Streaming Restrictions#

For Streaming to be valid, the partial execution of tasks must respect the dependencies of the original program order, i.e., without streaming. This results in restrictions on what task patterns are permitted inside a Streaming Scope. The restrictions themselves are hard to precisely describe because a user generally does not have visibility into the partitioning and scheduling decisions made by the Legate Runtime. In this section, we first describe the theory that motivates these restrictions and then provide a list of concrete program patterns in Legate that will likely violate the program dependencies inside a Streaming Scope. In the future, Legate will include a checker for Streaming execution to provide feedback to users when streaming execution cannot be performed.

Theory: For a Streaming Scope to be valid, i.e., respect the original program order, the following conditions must hold:

  1. Each task must launch the same number of workers. This is a limitation of current implementation and should go away in the future. 2. Each sub-task must read and/or update at most one partition of a store. If a task depends on more than one partition of a store that is updated by a preceding task (in the program order), the streaming schedule is not valid for such a program.

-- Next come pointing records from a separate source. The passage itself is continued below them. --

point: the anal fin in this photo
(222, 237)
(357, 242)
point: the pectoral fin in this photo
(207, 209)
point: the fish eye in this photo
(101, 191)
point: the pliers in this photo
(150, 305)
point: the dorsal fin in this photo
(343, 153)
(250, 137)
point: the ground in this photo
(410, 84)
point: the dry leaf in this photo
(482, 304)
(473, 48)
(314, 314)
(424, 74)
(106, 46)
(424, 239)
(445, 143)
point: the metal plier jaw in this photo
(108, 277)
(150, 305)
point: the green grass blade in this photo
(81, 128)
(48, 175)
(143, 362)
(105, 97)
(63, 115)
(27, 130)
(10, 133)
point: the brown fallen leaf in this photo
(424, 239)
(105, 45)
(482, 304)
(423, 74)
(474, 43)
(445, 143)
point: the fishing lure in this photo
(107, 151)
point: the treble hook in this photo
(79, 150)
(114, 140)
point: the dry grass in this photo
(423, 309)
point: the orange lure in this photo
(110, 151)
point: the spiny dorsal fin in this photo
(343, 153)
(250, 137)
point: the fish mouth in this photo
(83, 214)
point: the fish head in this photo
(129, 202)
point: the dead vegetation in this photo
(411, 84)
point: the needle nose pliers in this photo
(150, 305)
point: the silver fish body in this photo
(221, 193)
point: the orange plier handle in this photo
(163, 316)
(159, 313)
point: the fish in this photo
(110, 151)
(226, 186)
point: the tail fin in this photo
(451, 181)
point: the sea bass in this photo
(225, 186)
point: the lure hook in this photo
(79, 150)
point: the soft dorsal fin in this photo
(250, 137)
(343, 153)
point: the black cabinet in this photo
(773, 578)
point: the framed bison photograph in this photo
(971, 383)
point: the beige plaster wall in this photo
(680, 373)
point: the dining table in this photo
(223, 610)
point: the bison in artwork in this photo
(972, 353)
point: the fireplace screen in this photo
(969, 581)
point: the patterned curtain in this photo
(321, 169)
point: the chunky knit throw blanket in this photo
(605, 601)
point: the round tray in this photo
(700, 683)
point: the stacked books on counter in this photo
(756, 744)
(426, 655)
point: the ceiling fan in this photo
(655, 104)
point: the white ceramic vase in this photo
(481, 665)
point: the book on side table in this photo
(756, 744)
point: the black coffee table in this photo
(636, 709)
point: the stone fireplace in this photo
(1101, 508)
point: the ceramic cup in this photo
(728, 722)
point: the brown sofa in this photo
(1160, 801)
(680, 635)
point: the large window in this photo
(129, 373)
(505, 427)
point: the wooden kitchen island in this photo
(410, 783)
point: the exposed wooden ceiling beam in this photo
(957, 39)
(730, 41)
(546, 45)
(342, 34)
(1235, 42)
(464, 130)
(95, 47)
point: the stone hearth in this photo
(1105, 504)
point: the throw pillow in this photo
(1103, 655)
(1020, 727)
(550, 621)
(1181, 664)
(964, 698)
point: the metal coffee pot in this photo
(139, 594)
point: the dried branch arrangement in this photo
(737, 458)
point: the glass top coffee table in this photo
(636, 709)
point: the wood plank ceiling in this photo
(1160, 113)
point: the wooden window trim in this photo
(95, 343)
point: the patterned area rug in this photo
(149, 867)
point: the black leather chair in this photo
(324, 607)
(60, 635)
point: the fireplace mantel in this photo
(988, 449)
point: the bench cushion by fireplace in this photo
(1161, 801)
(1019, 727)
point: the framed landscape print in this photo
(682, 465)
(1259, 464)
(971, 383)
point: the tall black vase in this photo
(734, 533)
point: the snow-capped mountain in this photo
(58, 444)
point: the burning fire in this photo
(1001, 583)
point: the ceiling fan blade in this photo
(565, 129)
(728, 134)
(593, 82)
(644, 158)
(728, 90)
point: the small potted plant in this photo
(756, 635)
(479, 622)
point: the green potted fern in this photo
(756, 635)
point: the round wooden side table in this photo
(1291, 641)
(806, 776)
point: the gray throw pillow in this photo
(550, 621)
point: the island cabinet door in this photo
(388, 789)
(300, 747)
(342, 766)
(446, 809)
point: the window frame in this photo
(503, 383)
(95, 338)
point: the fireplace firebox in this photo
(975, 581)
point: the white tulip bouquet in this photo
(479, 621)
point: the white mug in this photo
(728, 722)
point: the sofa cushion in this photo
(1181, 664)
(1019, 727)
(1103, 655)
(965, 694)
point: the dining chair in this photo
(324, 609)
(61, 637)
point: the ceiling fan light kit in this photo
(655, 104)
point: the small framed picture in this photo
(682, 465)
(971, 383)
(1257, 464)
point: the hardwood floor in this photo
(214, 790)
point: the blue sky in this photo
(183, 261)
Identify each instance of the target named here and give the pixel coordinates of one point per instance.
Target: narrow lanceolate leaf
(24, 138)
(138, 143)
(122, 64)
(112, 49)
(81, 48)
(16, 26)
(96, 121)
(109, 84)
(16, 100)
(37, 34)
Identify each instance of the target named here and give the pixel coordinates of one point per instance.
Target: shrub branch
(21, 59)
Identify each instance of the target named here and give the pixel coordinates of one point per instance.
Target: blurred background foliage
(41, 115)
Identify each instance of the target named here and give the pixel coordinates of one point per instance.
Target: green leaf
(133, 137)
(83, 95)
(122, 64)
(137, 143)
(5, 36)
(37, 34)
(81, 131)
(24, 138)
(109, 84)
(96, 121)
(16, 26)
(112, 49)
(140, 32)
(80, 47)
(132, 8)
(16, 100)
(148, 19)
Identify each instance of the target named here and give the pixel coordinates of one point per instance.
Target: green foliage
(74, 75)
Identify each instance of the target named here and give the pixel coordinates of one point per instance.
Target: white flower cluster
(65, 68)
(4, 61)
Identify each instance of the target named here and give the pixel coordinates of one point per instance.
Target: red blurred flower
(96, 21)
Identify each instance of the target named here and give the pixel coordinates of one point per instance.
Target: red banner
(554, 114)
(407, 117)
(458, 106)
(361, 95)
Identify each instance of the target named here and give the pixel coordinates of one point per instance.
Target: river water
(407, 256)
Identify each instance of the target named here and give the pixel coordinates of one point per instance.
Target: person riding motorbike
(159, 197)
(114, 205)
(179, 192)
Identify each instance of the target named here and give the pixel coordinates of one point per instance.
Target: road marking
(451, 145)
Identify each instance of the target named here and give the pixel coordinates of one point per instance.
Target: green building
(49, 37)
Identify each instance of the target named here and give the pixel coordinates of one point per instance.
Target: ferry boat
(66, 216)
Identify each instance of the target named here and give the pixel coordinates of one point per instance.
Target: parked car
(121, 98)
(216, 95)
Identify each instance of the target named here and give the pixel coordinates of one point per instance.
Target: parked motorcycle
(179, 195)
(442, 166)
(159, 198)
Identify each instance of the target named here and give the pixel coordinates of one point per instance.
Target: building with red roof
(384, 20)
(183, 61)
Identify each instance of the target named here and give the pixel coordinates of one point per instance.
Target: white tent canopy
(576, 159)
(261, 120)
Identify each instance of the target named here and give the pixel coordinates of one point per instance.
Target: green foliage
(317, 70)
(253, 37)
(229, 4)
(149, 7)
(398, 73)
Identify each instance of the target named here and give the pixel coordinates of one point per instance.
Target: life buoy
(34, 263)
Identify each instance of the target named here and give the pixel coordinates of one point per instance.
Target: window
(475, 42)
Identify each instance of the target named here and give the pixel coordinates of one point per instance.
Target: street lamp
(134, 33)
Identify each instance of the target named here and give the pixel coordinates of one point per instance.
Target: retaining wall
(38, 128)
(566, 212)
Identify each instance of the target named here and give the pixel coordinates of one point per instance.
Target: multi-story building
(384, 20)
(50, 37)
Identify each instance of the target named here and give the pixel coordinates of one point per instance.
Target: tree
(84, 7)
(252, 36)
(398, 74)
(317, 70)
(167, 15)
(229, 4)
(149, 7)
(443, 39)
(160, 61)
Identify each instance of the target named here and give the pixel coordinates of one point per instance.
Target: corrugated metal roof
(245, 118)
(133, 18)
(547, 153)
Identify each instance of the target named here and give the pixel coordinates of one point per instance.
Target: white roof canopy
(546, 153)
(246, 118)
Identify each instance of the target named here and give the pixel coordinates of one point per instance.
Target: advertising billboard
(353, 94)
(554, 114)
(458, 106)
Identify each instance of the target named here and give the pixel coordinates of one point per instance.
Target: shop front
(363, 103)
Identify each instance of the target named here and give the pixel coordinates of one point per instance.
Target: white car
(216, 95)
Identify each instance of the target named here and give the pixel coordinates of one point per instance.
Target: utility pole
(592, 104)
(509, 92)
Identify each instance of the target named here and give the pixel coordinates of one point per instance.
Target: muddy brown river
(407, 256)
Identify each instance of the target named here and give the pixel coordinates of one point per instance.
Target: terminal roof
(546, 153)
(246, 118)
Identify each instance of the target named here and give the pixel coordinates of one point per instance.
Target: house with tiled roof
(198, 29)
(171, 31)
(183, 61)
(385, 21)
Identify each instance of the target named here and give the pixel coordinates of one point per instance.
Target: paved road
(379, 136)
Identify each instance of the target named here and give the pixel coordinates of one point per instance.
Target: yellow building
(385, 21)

  1. Partitioning of a store must not change from one task to another task. Changing the partitioning may violate the aforementioned condition of depending on at most one partition of the store.

  1. Reductions with associative operators are an exception to the above rule as long as a later task does not read or write the source or results of the reduction.

Practice: Here, we describe a set of guidelines that a user should follow for tasks inside a Streaming Scope. These guidelines may be imprecise and overly restrictive in some cases

  1. Manipulating data of different shapes: The shape of the data determines the shape of the parallel launch for the task. Using data of different shapes may result in violating the condition 1 above. 2. Using Partitioning Constraints: Certain partitioning constraints may cause a task to depend on more than one partition of the previous task. We discuss each kind separately:

  1. Align: Align is OK to use as long as one variable (referring to a store or array) is not aligned with variables of different shapes simultaneously. For example, aligning the same data by rows and columns in different tasks violates condition 2 above. 2. Scale: Similar to Align 3. Broadcast: OK to use as long as the variable being broadcast is never partitioned for any tasks in the Streaming Scope. 4. Bloat: Should not be used unless the variable is read-only, as it allows overlapping partitions. 5. Image: Should not be used as the partition contents are data dependent and may violate conditions 1 and 2 above.

  1. Reading or over-writing the results of a reduction operation: If a task attempts to read or write the results of a reduction, this will result in a race condition because the reduction has not completed until all batches have been executed. Therefore, reduction results should be read outside the Streaming Scope.